Petrominerales Tests Oil from Second Zone in Corcel-1

Petrominerales, an 80.7% owned subsidiary of Petrobank Energy and Resources, announces that the second test interval in the Corcel-1 exploration well has tested at initial rates of 1,500 to 2,300 barrels per day of 28 degree API oil, with no water, from the lower Mirador interval. These rates were achieved with maximum drawdown of 17% from a sand interval with 58 feet of net pay, using a jet pump configuration that limits the ability to produce the zone at full capability.

We now plan to complete and test the upper Mirador interval commingled with the recently tested lower Mirador interval using the jet pump. Based on log analysis, this upper Mirador zone contains 42 feet of potential oil pay. The results from the entire Mirador section are expected over the next week.

As previously announced, the first zone completed in the Corcel-1 exploration well tested at initial rates of 970 to 1,200 barrels per day of 31 degree API oil, with no water, from the Guadalupe formation, which was the lowermost of our three planned test intervals. This Guadalupe interval comprises 40 feet of net pay and was also tested using a jet pump configuration, limiting the ability to produce at full capability.
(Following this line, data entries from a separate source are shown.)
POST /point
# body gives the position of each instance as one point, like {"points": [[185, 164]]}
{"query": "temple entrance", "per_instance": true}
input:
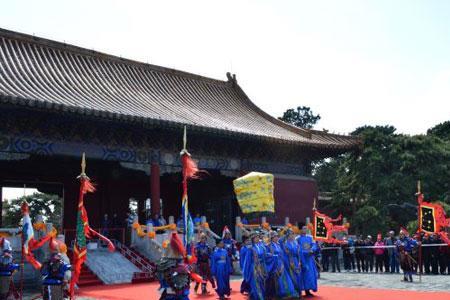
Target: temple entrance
{"points": [[211, 196], [44, 199]]}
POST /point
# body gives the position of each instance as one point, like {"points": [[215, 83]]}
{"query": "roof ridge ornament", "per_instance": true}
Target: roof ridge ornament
{"points": [[232, 79]]}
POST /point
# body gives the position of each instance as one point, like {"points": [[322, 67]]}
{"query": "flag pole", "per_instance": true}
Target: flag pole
{"points": [[22, 259], [420, 236]]}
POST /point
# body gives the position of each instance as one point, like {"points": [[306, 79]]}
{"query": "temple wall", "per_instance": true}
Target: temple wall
{"points": [[293, 198]]}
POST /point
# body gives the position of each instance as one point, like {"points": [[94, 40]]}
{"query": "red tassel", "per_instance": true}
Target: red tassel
{"points": [[30, 258], [190, 168], [197, 278], [87, 186], [111, 247], [76, 274], [177, 244]]}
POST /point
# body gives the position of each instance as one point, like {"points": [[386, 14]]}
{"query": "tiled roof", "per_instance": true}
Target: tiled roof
{"points": [[46, 74]]}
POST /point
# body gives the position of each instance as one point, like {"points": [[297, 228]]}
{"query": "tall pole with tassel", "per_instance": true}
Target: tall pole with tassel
{"points": [[418, 194]]}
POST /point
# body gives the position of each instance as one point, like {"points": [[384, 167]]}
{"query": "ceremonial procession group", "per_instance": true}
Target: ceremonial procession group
{"points": [[274, 264]]}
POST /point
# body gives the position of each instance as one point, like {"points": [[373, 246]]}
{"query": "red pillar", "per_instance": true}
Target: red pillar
{"points": [[155, 189]]}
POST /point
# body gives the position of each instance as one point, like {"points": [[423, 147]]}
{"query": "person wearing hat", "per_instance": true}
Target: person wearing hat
{"points": [[308, 248], [173, 274], [369, 254], [203, 253], [246, 245], [405, 246], [279, 284], [292, 260], [220, 268], [230, 245], [255, 272]]}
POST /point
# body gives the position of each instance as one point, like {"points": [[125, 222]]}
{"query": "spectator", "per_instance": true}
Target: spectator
{"points": [[197, 220], [334, 255], [346, 255], [426, 254], [369, 254], [379, 254], [155, 220], [162, 221], [351, 244], [434, 251]]}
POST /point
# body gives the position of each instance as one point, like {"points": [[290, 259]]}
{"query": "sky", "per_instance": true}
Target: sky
{"points": [[355, 63], [14, 193]]}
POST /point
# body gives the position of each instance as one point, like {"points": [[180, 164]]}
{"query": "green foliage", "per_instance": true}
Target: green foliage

The productivity index calculated from the initial test indicates that with the installation of a properly sized electric submersible pump, the Guadalupe could produce at initial rates of up to 2,500 barrels per day.
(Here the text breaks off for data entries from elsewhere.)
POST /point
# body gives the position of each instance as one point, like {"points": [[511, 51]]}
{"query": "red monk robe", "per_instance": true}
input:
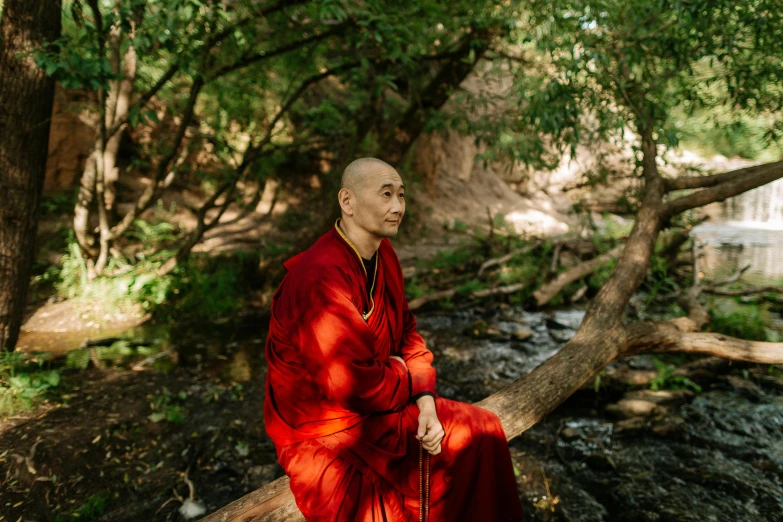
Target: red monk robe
{"points": [[342, 414]]}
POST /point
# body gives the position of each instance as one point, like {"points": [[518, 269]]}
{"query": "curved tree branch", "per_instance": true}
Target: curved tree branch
{"points": [[754, 178]]}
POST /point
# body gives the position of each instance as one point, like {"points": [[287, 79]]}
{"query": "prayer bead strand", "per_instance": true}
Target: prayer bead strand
{"points": [[424, 486]]}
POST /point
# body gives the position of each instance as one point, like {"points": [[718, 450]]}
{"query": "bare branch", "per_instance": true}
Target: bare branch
{"points": [[694, 182], [727, 189]]}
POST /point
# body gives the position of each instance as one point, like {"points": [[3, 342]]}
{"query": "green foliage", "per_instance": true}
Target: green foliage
{"points": [[615, 65], [470, 286], [23, 381], [92, 509], [208, 288], [119, 354], [166, 406], [666, 380], [719, 131]]}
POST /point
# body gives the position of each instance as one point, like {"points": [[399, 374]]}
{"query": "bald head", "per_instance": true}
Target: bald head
{"points": [[372, 200], [359, 171]]}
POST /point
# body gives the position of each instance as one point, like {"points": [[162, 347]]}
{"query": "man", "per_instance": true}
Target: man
{"points": [[350, 392]]}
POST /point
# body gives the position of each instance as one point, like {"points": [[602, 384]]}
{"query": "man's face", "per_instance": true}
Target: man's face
{"points": [[380, 203]]}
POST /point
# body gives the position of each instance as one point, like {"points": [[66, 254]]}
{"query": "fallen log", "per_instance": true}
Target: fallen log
{"points": [[602, 337]]}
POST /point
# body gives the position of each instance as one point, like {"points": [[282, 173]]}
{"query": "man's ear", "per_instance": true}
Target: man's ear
{"points": [[345, 198]]}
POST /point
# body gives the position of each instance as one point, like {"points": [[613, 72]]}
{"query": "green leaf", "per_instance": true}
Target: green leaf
{"points": [[156, 417]]}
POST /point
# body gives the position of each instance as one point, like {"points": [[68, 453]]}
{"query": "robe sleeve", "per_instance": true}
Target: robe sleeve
{"points": [[337, 349], [416, 355]]}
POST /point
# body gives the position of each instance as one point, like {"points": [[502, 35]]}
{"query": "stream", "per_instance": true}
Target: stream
{"points": [[716, 455]]}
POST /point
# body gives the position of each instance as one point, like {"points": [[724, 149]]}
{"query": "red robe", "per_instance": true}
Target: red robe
{"points": [[342, 414]]}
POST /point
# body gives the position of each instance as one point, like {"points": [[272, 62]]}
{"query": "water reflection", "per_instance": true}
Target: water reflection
{"points": [[763, 206], [733, 245]]}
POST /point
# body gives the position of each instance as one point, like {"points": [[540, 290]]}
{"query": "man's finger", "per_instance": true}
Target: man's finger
{"points": [[433, 434]]}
We have also started construction of a second drilling pad and expect to spud our second Corcel well in August 2007. The drilling rig will remain in the Llanos Basin to accelerate this ongoing exploration and delineation program.

The Corcel Block is situated in a drier region of the Llanos Basin and we have an all-weather road to this location which will accommodate year round production from the well. The ultimate size of the discovery will be defined through long-term testing and additional delineation drilling. Petrominerales has identified five additional Corcel prospects from our 47 square kilometer 3D seismic survey, which covers approximately 15% of the 79,815-acre Block. In addition, an early 2008 3D seismic program is planned for our 26,341-acre Guatiquia Block, which adjoins the Corcel Block to the south.

Corcel-1 was the fourth well of our five well 2007 exploration drilling program in the Llanos and Putumayo Basins; four wells have now been drilled in the Llanos and one well remains to be drilled in the Putumayo. Our drilling rig, currently working in the Orito Block in the Putumayo Basin, will be used to drill our Conga-1 exploration well on the Las Aguilas Block offsetting Orito. This well is expected to spud in September. Earlier in 2007, we drilled the Ojo de Tigre-2 discovery on the Joropo Block. Our other two Llanos Basin exploration wells were abandoned.

Petrominerales holds over 1.5 million acres of land in Colombia, on which we have acquired 357 square kilometers of 3D seismic and reprocessed all available 2D seismic data. This work program has generated 18 additional leads and prospects on these lands. We plan to acquire an additional 140 square kilometers of 3D seismic and 576 kilometers of reconnaissance 2D seismic. In 2008, we plan to drill up to eight further exploration wells focused primarily in the Llanos Basin.